Google Executive: “You Cannot Devalue Music. It’s Impossible” blathers away about a pyramid of music fans paying more money towards the top and the industry’s solemn duty to encourage fans to migrate higher. Commenter “WhoCares?” nails the money quote, and I pound the point home:
It’s all just crafty rhetoric out of his mouth. Who cares?
Here’s the most telling part of his little self-indulgent pontification : “None of this is new. What’s new is that the casual fans no longer have to buy if they don’t want to.”
EXACTLY. Just stop there, Price. You don’t have to say anything else. That’s all that needs to be said.
Bottom line: Musicians should and must be allowed to say “If you don’t pay, you don’t get to listen.”
That’s what IP is there for. If you break it, you screw artists. Plain and simple.

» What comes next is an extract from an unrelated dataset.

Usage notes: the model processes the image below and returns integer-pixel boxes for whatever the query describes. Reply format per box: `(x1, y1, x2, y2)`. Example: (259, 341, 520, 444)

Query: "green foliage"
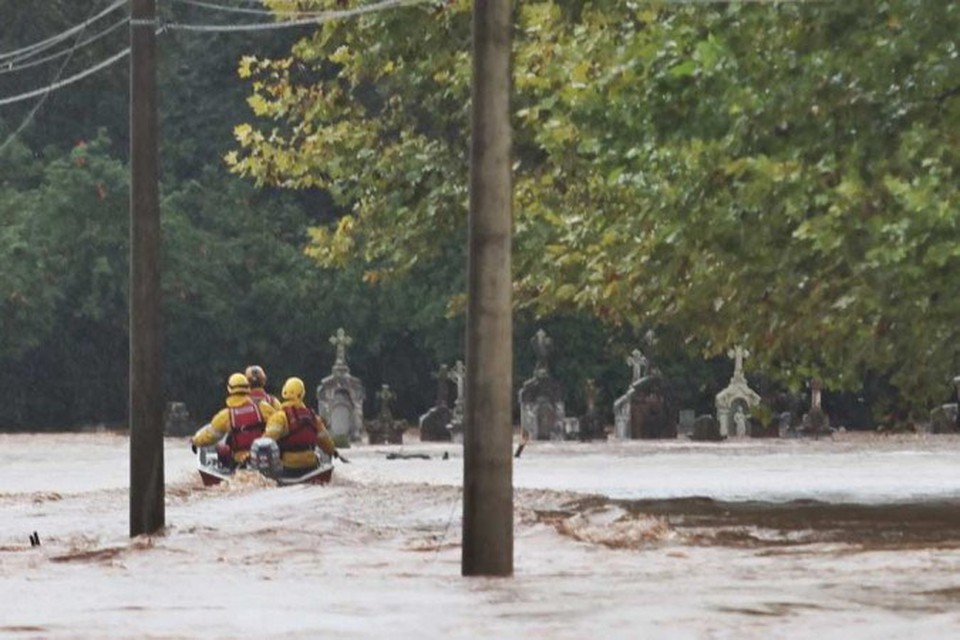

Exactly. There’s always been a free tier of music, where you asked the record store to play a song, or ask a friend to make a copy, or listen to random songs on the radio. Now the legitimate free tier is vast with lots of bands offering free downloads, the Internet Archive offering thousands of live shows for free, etc. It’s a golden age!
But consumers don’t want “Rosemary Krust”s free performances, they want popular professionally-made songs by known artists. They’re all out there cheaper than they’ve ever been, high-quality and DRM-free, on Amazon/Google Play/iTunes; it’s a golden age! But instead consumers search for “<song name> free download” or “watch” entire albums on YouTube, through the magic of technology they get something for nothing, and only Google gets $$$$. It’s disingenuous to call it “don’t care to pay” when you enable and profit from flattening the pyramid into a pancake where everyone but a few die-hard music fans finds whatever they want in the “don’t HAVE to pay” tier, *regardless of the wishes of the artists!*
So ultimately he’s a hypocritical disgusting prick.